Food costs increase.
The exclusion of commercial support for food for meals resulted in a substantial increase in the food costs of departments sponsoring educational conferences. For example, the BUSM/BMC Department of Medicine’s food cost increased by more than $80,000 per year after industry sponsorship of food was eliminated. Nonetheless, the option of eliminating meals at noon conferences was not seriously considered. Interestingly, there has been little interest in restoring industry sponsorship of meals despite the cost. Indeed, the house staff responded positively to departmental rather than commercial sponsorship of meals at conferences. Other costs of implementing the policies, such as those attributable to a reduction in other forms of industry support of educational activities, have not been observed, although rigorous tracking data are not yet available.
Gifts are not missed.
In contrast to the visible and costly implications of eliminating industry-sponsored meals on campus at the two institutions, the prohibition of gifts has had minimal impact. Although there has been some concern expressed about the lack of free educational materials for trainees or patients, the absence of gifts has not generated requests to alter the ban.
The need for teaching curricula is highlighted.
A persistent concern in medical education is whether we are preparing trainees to critically analyze new products and their potential clinical usefulness. Because industry can be an important source of information on new drugs and devices, some faculty felt that constraints on interactions with industry could compromise medical education. In recognition of the potential merits of this argument, a curriculum in clinical pharmacology has been developed in the Department of Medicine at BUSM/BMC that includes principles of new drug assessment, pharmacodynamics, and toxicology. It will be important to develop additional educational strategies to provide objective approaches and information on new products.
A central repository for the receipt and distribution of funds is helpful.
The use of the development offices at BUSM/BMC as a central repository for receiving and reviewing funds from industry has enabled the compliance officers to more directly ensure that the grants comply with the policy. In addition, it has helped to reduce the possibility that the funds would contain a quid pro quo from the faculty or trainees. Although this approach does not eliminate potential conflicts of interest, the use of a central repository renders the transactions more transparent and creates standardization across departments in the procurement and use of the funds.
Enforcement is a work in progress.
Enforcement of the policies described herein has been delegated to department chairs and to the respective institutional compliance officers. The challenge of enforcing the policies for off-campus activities prompted both institutions to focus the policies primarily on educational events on campus. The YSM policy was composed as a set of guidelines rather than policy, in part because of potential difficulties in enforcing the provisions. The BUMC/BMC policies were approved as policies with the expectation that the department chairs would enforce the provisions.
More stringent policies generate positive publicity.
The approval of the policies at YSM and BUMC/BMC, along with those at other academic institutions across the country, has been generally well received in the lay press and has generated positive publicity for the respective medical institutions.
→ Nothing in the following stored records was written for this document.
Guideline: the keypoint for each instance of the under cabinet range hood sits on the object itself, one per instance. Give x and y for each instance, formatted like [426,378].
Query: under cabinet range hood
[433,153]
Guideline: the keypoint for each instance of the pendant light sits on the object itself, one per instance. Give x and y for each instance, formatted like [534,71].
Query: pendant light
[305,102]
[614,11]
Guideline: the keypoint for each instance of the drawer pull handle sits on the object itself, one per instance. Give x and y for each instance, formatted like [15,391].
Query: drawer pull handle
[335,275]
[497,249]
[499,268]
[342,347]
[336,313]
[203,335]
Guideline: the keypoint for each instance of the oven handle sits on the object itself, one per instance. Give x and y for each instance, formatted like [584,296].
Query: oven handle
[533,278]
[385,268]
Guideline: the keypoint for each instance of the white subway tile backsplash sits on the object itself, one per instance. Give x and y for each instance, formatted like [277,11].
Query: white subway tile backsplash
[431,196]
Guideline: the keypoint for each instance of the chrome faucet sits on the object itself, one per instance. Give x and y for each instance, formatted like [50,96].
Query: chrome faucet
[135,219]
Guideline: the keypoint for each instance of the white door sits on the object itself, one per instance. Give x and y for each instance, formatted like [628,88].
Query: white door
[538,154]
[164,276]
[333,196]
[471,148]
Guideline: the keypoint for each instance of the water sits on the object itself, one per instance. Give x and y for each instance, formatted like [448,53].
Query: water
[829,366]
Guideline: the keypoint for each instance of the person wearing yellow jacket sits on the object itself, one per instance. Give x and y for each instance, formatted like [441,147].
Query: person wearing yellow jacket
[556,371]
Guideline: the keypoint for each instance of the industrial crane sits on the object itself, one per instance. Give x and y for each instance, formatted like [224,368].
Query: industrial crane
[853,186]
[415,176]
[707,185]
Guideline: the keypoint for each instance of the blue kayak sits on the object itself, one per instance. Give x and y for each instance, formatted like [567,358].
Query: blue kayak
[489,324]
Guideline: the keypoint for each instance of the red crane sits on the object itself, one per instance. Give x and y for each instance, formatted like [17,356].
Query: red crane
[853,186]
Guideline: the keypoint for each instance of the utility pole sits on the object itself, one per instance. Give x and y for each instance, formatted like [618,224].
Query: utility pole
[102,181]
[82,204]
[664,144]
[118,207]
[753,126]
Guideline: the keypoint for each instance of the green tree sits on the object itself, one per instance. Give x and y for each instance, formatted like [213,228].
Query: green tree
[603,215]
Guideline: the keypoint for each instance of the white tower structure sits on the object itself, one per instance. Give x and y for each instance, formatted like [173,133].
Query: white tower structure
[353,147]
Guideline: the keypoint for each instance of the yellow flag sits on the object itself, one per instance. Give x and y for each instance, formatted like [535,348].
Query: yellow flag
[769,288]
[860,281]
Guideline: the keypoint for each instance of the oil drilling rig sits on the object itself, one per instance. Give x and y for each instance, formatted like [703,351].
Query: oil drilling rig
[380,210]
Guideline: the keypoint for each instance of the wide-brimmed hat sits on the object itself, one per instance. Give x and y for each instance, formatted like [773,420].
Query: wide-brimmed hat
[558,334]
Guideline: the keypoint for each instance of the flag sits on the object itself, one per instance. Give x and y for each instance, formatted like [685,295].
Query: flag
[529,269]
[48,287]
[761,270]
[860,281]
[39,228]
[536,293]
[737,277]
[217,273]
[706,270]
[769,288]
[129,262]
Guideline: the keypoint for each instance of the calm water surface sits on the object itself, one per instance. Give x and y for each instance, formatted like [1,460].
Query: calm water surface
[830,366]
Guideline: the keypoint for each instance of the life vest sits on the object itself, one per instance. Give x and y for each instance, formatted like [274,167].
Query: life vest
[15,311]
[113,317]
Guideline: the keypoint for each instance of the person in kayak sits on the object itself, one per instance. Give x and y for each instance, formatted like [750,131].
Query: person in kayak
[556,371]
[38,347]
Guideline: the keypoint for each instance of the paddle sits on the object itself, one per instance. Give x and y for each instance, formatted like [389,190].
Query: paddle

The positive publicity is not surprising, because surveys of patients and stories in the press have indicated that patients are concerned about the acceptance of gifts from industry by physicians and the lack of transparency in the relationships of their physicians with industry.12,13
On the basis of the experience of composing and implementing more stringent policies for the interactions of clinicians with industry at two major AHCs, I suggest that similar efforts in the future incorporate the following considerations. (For convenience, these are summarized in List 1.)
Focus the discussion on professional standards of clinicians. As described above, policies governing interactions with industry should be based on the ideals of medical professionalism. Faculty characteristically share a common set of professional values that can serve as the basis for constructive dialogue and alignment of institutional policies. Moreover, a focus on the behavior of industry representatives rather than on professional ideals may distract faculty from the broader goals of the initiative.
Target all full-time clinical faculty and nonphysician clinicians. A common approach for all clinicians in the AHC creates a single common practice, simplifies enforcement, and makes it easier for clinicians and industry to comply with local policies. Extension of the policies to include voluntary or part-time clinical faculty is very difficult unless appropriate representatives of this group can participate in the formulation and enforcement of policies.
Focus on educational standards and consider research standards separately. As described above, relationships regarding research are regulated by a number of existing policies and are very complex. The formulation of educational standards as part of a broader policy that includes research relationships will retard progress in developing standards governing educational activities. Therefore, depending on institutional goals and existing policies, it may be more productive to develop additional policies on research and on clinical care and education in parallel rather than as a single process.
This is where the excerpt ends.